Glucose-6-phosphate exchanger SLC37A4, also known as glucose-6-phosphate translocase, is an enzyme that in humans is encoded by the SLC37A4 gene.

It consists of three subunits, each of which are vital components of the multi-enzyme Glucose-6-Phosphatase Complex (G6Pase). This important enzyme complex is located within the membrane of the endoplasmic reticulum, and catalyzes the terminal reactions in both glycogenolysis and gluconeogenesis. The G6Pase complex is most abundant in liver tissue, but also present in kidney cells, small intestine, pancreatic islets and at a lower concentration in the gallbladder. The G6Pase complex is highly involved in the regulation of homeostasis and blood glucose levels. Within this framework of glucose regulation, the translocase components are responsible for transporting the substrates and products across the endoplasmic reticulum membrane, resulting in the release of free glucose into the bloodstream.

== Structure ==
Glucose-6-phosphate translocase is a transmembrane protein providing a selective channel between the endoplasmic reticulum lumen and the cytosol.
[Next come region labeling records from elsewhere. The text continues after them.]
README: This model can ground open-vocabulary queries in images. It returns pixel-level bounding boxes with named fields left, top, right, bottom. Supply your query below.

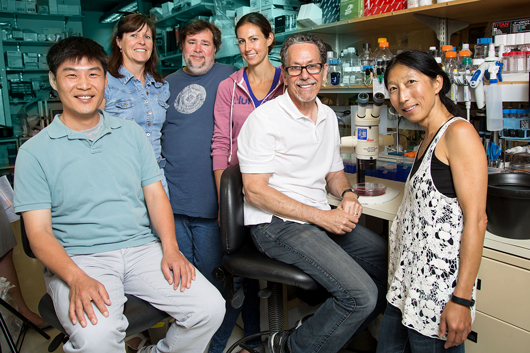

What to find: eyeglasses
left=285, top=63, right=324, bottom=76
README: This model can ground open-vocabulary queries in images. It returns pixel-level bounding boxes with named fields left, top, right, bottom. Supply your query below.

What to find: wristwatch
left=340, top=188, right=359, bottom=198
left=451, top=294, right=475, bottom=307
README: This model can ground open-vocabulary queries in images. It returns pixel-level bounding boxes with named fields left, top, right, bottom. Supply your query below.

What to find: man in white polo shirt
left=238, top=33, right=387, bottom=353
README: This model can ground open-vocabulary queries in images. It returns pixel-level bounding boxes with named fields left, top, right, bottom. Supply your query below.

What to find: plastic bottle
left=473, top=38, right=488, bottom=59
left=429, top=47, right=442, bottom=67
left=486, top=78, right=502, bottom=131
left=458, top=49, right=471, bottom=71
left=441, top=45, right=453, bottom=66
left=359, top=43, right=375, bottom=85
left=374, top=42, right=394, bottom=83
left=322, top=51, right=335, bottom=87
left=328, top=58, right=342, bottom=86
left=444, top=51, right=458, bottom=77
left=340, top=66, right=353, bottom=87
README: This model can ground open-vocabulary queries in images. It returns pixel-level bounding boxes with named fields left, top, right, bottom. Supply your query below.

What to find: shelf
left=155, top=2, right=215, bottom=27
left=6, top=67, right=50, bottom=72
left=2, top=40, right=57, bottom=47
left=318, top=85, right=373, bottom=94
left=0, top=12, right=84, bottom=21
left=298, top=0, right=530, bottom=37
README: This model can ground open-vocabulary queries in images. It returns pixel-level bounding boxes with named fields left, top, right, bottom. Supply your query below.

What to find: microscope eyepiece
left=374, top=92, right=385, bottom=106
left=357, top=92, right=368, bottom=107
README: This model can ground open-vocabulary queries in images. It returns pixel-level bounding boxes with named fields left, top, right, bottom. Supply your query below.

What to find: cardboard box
left=7, top=0, right=17, bottom=12
left=234, top=6, right=251, bottom=25
left=26, top=0, right=37, bottom=13
left=57, top=4, right=68, bottom=15
left=297, top=4, right=322, bottom=27
left=15, top=0, right=26, bottom=13
left=258, top=0, right=296, bottom=7
left=6, top=51, right=24, bottom=69
left=340, top=0, right=364, bottom=21
left=364, top=0, right=407, bottom=16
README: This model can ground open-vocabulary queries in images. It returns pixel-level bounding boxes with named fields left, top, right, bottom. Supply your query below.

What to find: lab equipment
left=341, top=92, right=394, bottom=183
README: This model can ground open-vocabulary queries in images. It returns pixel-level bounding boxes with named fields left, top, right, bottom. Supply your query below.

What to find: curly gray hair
left=280, top=33, right=327, bottom=67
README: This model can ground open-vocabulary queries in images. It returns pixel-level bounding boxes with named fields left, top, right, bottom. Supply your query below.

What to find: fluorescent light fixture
left=99, top=0, right=138, bottom=23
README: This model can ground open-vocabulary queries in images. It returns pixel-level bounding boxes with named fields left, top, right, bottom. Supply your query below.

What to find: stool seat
left=223, top=241, right=319, bottom=290
left=39, top=293, right=168, bottom=337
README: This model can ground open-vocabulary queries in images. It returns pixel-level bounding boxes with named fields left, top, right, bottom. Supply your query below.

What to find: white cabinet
left=466, top=248, right=530, bottom=353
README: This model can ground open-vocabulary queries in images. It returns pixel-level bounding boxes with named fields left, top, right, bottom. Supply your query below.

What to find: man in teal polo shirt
left=15, top=37, right=225, bottom=353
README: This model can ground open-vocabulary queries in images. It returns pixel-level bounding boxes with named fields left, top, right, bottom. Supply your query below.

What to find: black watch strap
left=340, top=188, right=359, bottom=198
left=451, top=294, right=475, bottom=307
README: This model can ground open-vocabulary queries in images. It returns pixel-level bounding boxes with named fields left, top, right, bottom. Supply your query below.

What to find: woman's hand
left=438, top=300, right=471, bottom=349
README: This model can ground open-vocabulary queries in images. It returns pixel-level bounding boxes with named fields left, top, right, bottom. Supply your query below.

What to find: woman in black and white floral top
left=377, top=50, right=488, bottom=353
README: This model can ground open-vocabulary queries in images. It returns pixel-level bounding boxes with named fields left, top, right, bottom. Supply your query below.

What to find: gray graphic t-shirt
left=162, top=63, right=235, bottom=218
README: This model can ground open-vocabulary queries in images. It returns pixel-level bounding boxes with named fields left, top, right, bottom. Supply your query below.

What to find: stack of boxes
left=0, top=0, right=81, bottom=16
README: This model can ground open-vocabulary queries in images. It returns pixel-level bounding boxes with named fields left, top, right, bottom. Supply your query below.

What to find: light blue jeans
left=377, top=304, right=465, bottom=353
left=44, top=241, right=225, bottom=353
left=174, top=214, right=261, bottom=353
left=251, top=217, right=388, bottom=353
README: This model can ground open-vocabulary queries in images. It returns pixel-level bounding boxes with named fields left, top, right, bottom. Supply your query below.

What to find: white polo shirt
left=237, top=91, right=344, bottom=225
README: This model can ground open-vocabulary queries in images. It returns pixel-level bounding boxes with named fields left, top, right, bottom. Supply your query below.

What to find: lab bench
left=328, top=173, right=530, bottom=353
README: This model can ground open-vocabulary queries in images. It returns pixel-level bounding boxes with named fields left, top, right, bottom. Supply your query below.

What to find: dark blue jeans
left=251, top=217, right=387, bottom=353
left=377, top=304, right=465, bottom=353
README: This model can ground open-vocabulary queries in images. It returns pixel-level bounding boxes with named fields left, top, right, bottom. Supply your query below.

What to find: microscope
left=340, top=92, right=394, bottom=183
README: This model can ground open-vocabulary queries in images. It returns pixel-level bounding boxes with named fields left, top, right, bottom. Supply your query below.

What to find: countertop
left=328, top=173, right=530, bottom=259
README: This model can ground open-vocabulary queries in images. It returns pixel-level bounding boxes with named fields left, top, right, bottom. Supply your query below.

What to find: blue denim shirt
left=105, top=66, right=169, bottom=191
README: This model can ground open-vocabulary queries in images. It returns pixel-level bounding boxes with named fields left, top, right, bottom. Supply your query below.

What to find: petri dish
left=353, top=183, right=386, bottom=196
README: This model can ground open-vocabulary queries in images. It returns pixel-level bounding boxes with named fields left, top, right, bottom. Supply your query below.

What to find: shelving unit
left=0, top=12, right=83, bottom=126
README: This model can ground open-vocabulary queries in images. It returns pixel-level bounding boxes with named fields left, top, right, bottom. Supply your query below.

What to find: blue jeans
left=251, top=217, right=388, bottom=353
left=173, top=214, right=223, bottom=284
left=377, top=304, right=465, bottom=353
left=208, top=277, right=261, bottom=353
left=173, top=214, right=261, bottom=353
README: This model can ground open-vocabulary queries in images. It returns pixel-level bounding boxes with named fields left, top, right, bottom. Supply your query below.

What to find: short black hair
left=46, top=37, right=109, bottom=76
left=384, top=50, right=461, bottom=116
left=179, top=18, right=223, bottom=53
left=235, top=12, right=276, bottom=54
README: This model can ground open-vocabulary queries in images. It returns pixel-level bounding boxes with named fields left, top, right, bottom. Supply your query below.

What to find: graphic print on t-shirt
left=173, top=84, right=206, bottom=114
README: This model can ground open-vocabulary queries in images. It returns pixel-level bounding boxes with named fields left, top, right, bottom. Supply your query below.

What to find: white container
left=485, top=79, right=502, bottom=131
left=407, top=0, right=420, bottom=9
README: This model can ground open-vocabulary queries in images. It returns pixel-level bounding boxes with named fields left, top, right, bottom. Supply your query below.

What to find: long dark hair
left=385, top=50, right=461, bottom=116
left=235, top=12, right=276, bottom=54
left=109, top=13, right=164, bottom=83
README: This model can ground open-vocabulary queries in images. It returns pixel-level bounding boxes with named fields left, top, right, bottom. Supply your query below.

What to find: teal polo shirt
left=15, top=110, right=161, bottom=255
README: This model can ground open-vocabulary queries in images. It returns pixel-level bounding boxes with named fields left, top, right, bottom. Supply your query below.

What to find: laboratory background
left=0, top=0, right=530, bottom=353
The enzyme is made up of three separate transporting subunits referred to as G6PT1 (subunit 1), G6PT2 (subunit 2) and G6PT3 (subunit 3). While the hydrolyzing component of the G6Pase complex is located on the side of the membrane on which it acts, namely facing the lumen, the translocases are all integral membrane proteins in order to perform their function as cross-membrane transporters. The translocases are spatially located on either side of the active site of the hydrolyzing component within the membrane, which allows the greatest speed and facility of the reaction.

==Mechanism==
Each of the translocase subunits performs a specific function in the transport of substrates and products, and finally release of glucose (which will eventually reach the bloodstream), as a step in glycogenolysis or gluconeogenesis. G6PT1 transports Glucose-6-Phosphate from the cytosol into the lumen of the endoplasmic reticulum, where it is hydrolyzed by the catalytic subunit of G6Pase. After hydrolysis, glucose and inorganic phosphate are transported back into the cytosol by G6PT2 and G6PT3, respectively. While the exact chemistry of the enzyme remains unknown, studies have shown that the mechanism of the enzyme complex is highly dependent upon the membrane structure. For instance, the Michaelis Constant of the enzyme for glucose-6-phosphate decreases significantly upon membrane disruption. The originally proposed mechanism of the G6Pase system involved a relatively unspecific hydrolase, suggesting that G6PT1 alone provides the high specificity for the overall reaction by selective transport into the lumen, where hydrolysis occurs. Supporting evidence for this proposed reaction includes the marked decrease in substrate specificity of hydrolysis upon membrane degradation.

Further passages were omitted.